Beschikbare aanknopingspunten voor Varroaresistente bijen
In verschillende delen van de wereld, zijn bijen met bepaalde niveaus van Varroaresistentie opgedoken. In geïsoleerde (vaak tropisch) gebieden zonder bijenhouders (en bijgevolg geen behandelingen) heeft de zware selectiedruk volken opgeleverd die zich min of meer hebben aangepast en een bepaald niveau van natuurlijke Varroaresistentie hebben ontwikkeld. Deze volken in het wild kunnen relevant bestendig materiaal bevatten en kunnen ons aanwijzingen geven voor selectie.
Voorbeelden zijn:
-Primorsky bijen uit Oost-Rusland.

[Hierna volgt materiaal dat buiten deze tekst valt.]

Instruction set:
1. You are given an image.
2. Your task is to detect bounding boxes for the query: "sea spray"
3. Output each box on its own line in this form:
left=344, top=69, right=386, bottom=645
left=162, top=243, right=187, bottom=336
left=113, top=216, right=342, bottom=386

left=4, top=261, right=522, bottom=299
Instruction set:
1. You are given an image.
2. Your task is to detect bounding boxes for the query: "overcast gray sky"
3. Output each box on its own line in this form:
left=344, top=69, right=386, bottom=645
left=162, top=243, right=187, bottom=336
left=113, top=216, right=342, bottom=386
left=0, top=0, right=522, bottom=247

Het Amerikaanse ministerie van landbouw (USDA) heeft hier verder op geselecteerd en een lijn van deze bijen ontwikkeld.
-Bijen op tropische eilanden zoals Antigua en Barbados (onderzoek is nog niet gestart, maar het zou een mooi studentenproject kunnen worden om na te gaan wat er gebeurd op deze eilanden als de natuurlijke bijenpopulatie zich heeft hersteld na gedecimeerd te zijn door de Varroa).
-Geafrikaniseerde bijen (mix-ras, vrijgekomen door een ongeval in Brazilië en nu aanwezig in Zuid-Amerika en delen van het zuiden van de Verenigde Staten).
Ook een sterke selectie door menselijk ingrijpen is effectief gebleken, met de ‘Varroa Sensitieve Hygiëne’ (VSH) lijn van de USDA als mooi voorbeeld. Terwijl deze lijn goede Varroaresistente eigenschappen heeft, wordt het gezien als minder productief in vergelijking met de andere commercieel beschikbare lijnen. Om deze reden wordt deze lijn gebruikt om hybride kruisingen (F1) met andere lijnen te creëren die een betere productiviteit hebben. Ook zijn eerste pogingen gedaan om de VSH-eigenschap te kruisen in de meer populaire soorten bijen (zoals Buckfast).
In Europa zijn verschillende andere initiatieven gestart om te zoeken naar een meer Varroaresistente bij; Carnica AGT programma, Buckfast-Primorky, Buckfast-Brandenburg, Elgon bijen, Lunden bijenstanden, Zwarte Bij Texel, Zwarte Bij Frankrijk, Gotland, Tiengemeten, John Kefuss selectie, waterwerken Duin project, Las Palmas project, Stichting de Duurzame Bij en meer. Veel van de projecten zijn afhankelijk van zeer gemotiveerde vrijwilligers en zouden waarschijnlijk baat hebben bij samenwerking, wetenschappelijke inbreng en (financiële) ondersteuning.
De Stichting Arista Bee Research is bezig met het leggen van contacten en bewerkstelligen van samenwerking met deze initiatieven om zo optimaal gebruik te maken van de kennis en middelen en waar mogelijk materialen en methoden uit te wisselen en te integreren.